For the past several years, I have gone through late October and November obsessed with cranberries. I think it all started 15 years ago, when my partner Carol did the newsletter for the Northeast Organic Farmers Association in Massachusetts, and we were hanging out with Bruce Bickford who at that time managed Hutchins Farm in Concord, Massachusetts, then the largest certified organic farm in the state. Bruce said that he thought it was probably better to eat locally grown conventionally farmed produce, than it was to eat organic produce shipped in from California or some other far away place. That got me started trying to eat food that was in season. And at about that same time, Carol got interested in trying to always eat primarily produce that was in season, because it seemed like that’s what we were meant to do — it somehow didn’t seem right to eat citrus fruit from sunny Florida in the middle of a dark snowy February in New England.
Traditional New England cooking has always paid some attention to the seasons, at least with its use of fruits and vegetables. Cod might be good to eat any time of year, but in New England you eat apples and cider in the fall, squash and potatoes and root vegetables in early winter, parsnips in late winter, fiddleheads and dandelion greens in earliest spring, peas and new potatoes and salmon for the fourth of July, green beans and blueberries in mid-summer, crookneck squash and corn-on-the-cob in the summer, and then back to apples in the fall. And cranberries.
When cranberries first appear in the grocery store in October, somehow my whole being is ready to be obsessed by them. I’m ready for their deep red color, so red it’s almost black at times, like the leaves on certain October Red Maples, or on the Red Oaks in early November. I’m ready for the tart burst of flavor you get when you crunch them between your teeth, for I like best to eat them raw. The first time I found cranberries growing wild, I saw a spark of red at the edge of a swampy area, and I bent down to see what it was, that little bit of red caught in a tangle of leafless twigs and stems: a cranberry. I picked it and ate it right there, and it brightened up a dark November afternoon, and I ate another and another, all of the few I could find.

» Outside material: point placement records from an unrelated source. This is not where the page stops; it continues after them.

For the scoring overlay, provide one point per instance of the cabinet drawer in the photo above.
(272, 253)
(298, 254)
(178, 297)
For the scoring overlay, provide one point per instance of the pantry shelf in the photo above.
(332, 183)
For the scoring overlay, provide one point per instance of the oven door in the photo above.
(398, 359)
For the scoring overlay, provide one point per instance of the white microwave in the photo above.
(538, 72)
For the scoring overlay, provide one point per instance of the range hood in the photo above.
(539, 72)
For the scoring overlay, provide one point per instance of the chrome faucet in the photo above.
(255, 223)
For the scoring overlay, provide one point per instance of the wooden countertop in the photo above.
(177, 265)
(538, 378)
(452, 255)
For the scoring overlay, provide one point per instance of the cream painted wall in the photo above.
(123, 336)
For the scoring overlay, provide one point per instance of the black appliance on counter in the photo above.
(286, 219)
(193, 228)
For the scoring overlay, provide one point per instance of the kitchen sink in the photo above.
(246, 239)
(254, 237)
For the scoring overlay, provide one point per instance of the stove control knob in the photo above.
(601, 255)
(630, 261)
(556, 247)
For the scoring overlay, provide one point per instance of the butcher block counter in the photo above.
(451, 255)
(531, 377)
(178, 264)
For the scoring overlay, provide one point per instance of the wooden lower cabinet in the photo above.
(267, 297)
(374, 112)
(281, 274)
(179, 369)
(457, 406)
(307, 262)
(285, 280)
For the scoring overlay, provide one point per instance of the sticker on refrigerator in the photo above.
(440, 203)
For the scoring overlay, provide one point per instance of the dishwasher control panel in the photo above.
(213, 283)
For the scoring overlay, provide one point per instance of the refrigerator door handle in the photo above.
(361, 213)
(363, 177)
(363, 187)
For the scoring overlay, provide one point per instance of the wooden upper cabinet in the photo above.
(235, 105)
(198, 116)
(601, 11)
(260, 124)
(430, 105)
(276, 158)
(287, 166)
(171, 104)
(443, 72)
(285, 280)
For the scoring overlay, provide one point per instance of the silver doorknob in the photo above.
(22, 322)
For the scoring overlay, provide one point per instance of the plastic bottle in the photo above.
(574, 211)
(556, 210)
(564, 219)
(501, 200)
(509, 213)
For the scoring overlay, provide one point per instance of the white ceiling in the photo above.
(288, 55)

So I’ve taken to eating lots of cranberries mixed in granola in the morning, and even a small handful as a mid-day snack now and then. Sometimes when you eat them plain they’re so tart they kind of take you by surprise and pucker up your mouth and catch your breath, just a little, but I even like that. When the days are quickly getting shorter, and the sun keeps getting lower in the horizon, that burst of tartness is like seeing the burst of a last red tree in the setting sun on an otherwise gray leafless hillside. It gets you in your heart, and you might even gasp a little with the stark tart beauty of it.
For about two months, I crave and eat cranberries. They’re exactly the right food for this time of year, in this place. Fresh cranberries will probably disappear from the grocery store by early December, but that’s OK because by then I will be tired of them, and will have moved on to the soft boiled comforts of root vegetables: rutabaga, potato, kohlrabi, celery root, carrot.